Batch Normalization — Gradient Derivation

Notation

Symbol	Description
\(x_{i,j}\)	Input for sample \(i \in \{1,\ldots,N\}\), feature \(j \in \{1,\ldots,D\}\)
\(\mu_j,\; \sigma^2_j\)	Mean and variance of feature \(j\) computed across the \(N\) batch samples
\(\hat{x}_{i,j}\)	Normalized value: \((x_{i,j} - \mu_j)/\sqrt{\sigma^2_j + \varepsilon}\)
\(\gamma_j,\; \beta_j\)	Learned per-feature scale and shift; shared across all batch samples
\(y_{i,j}\)	Output: \(\gamma_j \hat{x}_{i,j} + \beta_j\)
\(dy_{i,j},\; dx_{i,j}\)	Upstream gradient \(\partial L/\partial y_{i,j}\) and downstream gradient \(\partial L/\partial x_{i,j}\)

1. Forward Pass

For each feature \(j\), compute statistics across the \(N\) samples, then normalize and rescale:

Batch mean \[\mu_j = \frac{1}{N}\sum_{i=1}^{N} x_{i,j}\]
Batch variance \[\sigma^2_j = \frac{1}{N}\sum_{i=1}^{N}(x_{i,j} - \mu_j)^2\]
Normalize \[\hat{x}_{i,j} = \frac{x_{i,j} - \mu_j}{\sqrt{\sigma^2_j + \varepsilon}}\]
Scale and shift \[y_{i,j} = \gamma_j \hat{x}_{i,j} + \beta_j\]

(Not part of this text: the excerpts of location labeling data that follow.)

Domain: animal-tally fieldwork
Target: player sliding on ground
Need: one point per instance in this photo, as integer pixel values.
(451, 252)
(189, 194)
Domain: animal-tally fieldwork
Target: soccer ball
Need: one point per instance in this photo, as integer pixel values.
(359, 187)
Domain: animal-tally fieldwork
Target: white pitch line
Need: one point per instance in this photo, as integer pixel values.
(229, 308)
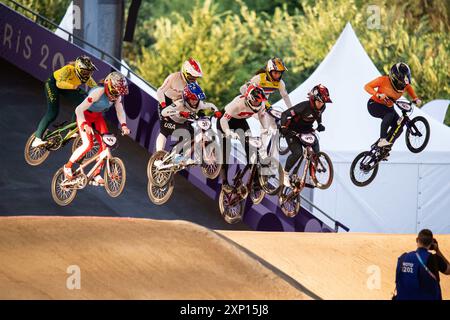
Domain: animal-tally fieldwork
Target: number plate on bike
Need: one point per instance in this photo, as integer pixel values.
(204, 124)
(404, 105)
(110, 140)
(308, 138)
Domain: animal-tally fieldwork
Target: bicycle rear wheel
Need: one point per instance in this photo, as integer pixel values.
(283, 147)
(323, 176)
(364, 169)
(158, 177)
(160, 195)
(289, 202)
(115, 179)
(61, 195)
(231, 207)
(271, 175)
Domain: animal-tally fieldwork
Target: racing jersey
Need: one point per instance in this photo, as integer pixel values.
(173, 111)
(172, 87)
(238, 109)
(300, 118)
(383, 85)
(97, 101)
(66, 78)
(269, 87)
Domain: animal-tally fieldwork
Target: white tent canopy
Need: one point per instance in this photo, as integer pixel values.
(437, 109)
(411, 191)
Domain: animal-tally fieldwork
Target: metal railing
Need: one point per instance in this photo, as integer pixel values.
(38, 18)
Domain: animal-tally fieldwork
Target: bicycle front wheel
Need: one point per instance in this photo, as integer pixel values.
(364, 169)
(323, 171)
(115, 177)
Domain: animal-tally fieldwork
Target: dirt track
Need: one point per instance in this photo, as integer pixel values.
(121, 258)
(337, 266)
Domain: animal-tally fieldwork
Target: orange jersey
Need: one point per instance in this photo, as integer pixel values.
(383, 85)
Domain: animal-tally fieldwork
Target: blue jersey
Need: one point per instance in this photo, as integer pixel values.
(413, 278)
(102, 105)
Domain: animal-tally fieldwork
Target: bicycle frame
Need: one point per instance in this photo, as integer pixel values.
(169, 157)
(99, 158)
(72, 128)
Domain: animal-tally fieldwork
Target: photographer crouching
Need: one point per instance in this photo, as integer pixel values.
(417, 275)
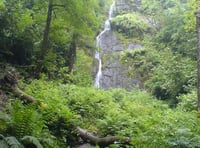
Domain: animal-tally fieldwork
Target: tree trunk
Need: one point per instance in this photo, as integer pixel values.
(72, 53)
(44, 46)
(198, 53)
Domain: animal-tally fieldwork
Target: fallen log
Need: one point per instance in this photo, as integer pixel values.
(10, 80)
(102, 142)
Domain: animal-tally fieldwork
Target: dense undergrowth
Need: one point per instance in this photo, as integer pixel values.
(136, 114)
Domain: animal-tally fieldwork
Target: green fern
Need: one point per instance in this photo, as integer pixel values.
(9, 142)
(25, 120)
(30, 140)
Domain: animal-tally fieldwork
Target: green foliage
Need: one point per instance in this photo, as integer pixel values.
(135, 114)
(188, 102)
(173, 78)
(131, 25)
(9, 142)
(30, 140)
(25, 120)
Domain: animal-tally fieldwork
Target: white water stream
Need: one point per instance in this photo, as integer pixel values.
(107, 27)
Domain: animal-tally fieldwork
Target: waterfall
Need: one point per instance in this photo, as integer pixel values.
(98, 55)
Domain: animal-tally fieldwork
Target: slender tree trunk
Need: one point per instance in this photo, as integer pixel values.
(72, 53)
(198, 53)
(44, 46)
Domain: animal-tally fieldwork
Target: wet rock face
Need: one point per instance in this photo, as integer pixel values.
(114, 74)
(127, 5)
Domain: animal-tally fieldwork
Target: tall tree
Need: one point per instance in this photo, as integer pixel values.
(198, 50)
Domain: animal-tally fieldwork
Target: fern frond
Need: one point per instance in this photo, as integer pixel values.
(13, 142)
(30, 140)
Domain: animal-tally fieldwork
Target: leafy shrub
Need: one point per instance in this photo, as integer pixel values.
(188, 102)
(131, 25)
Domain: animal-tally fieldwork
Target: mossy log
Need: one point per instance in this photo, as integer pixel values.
(10, 80)
(103, 142)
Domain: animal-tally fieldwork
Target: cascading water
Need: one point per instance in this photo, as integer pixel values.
(107, 27)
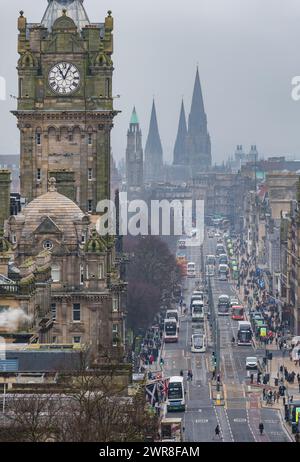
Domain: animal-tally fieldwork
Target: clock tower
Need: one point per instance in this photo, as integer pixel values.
(65, 106)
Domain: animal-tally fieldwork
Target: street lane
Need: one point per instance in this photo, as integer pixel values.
(242, 413)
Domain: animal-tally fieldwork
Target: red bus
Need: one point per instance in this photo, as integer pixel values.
(237, 313)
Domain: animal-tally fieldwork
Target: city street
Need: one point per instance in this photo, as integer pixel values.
(239, 418)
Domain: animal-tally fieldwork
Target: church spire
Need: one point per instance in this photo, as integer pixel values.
(179, 149)
(198, 146)
(197, 118)
(153, 144)
(153, 150)
(134, 118)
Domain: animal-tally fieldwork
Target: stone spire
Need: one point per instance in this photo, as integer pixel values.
(180, 144)
(198, 145)
(134, 118)
(153, 150)
(134, 154)
(197, 118)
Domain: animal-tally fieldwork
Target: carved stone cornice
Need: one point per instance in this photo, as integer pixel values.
(83, 116)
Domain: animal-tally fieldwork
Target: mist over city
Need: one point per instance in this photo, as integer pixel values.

The normalization axis is the batch dimension \(N\): each feature \(j\) gets its own \(\mu_j\) and \(\sigma^2_j\) computed from all samples in the mini-batch. This is the opposite axis from Layer Normalization.

2. Backward Pass — Gradients for \(\gamma\) and \(\beta\)

Since \(y_{i,j} = \gamma_j \hat{x}_{i,j} + \beta_j\), the chain rule gives a contribution from every sample \(i\) in the batch:

\[ d\beta_j = \sum_{i=1}^{N} \frac{\partial L}{\partial y_{i,j}} \cdot \underbrace{\frac{\partial y_{i,j}}{\partial \beta_j}}_{=\,1} = \sum_{i=1}^{N} dy_{i,j} \] \[ d\gamma_j = \sum_{i=1}^{N} \frac{\partial L}{\partial y_{i,j}} \cdot \underbrace{\frac{\partial y_{i,j}}{\partial \gamma_j}}_{=\,\hat{x}_{i,j}} = \sum_{i=1}^{N} dy_{i,j}\cdot\hat{x}_{i,j} \]

3. Backward Pass — Gradient for the Input (\(dx\))

Each input \(x_{i,j}\) reaches the loss through three paths: directly via \(\hat{x}_{i,j}\), and indirectly via the batch mean \(\mu_j\) and batch variance \(\sigma^2_j\).

Step A — Gradient w.r.t. normalized input \(\hat{x}_{i,j}\)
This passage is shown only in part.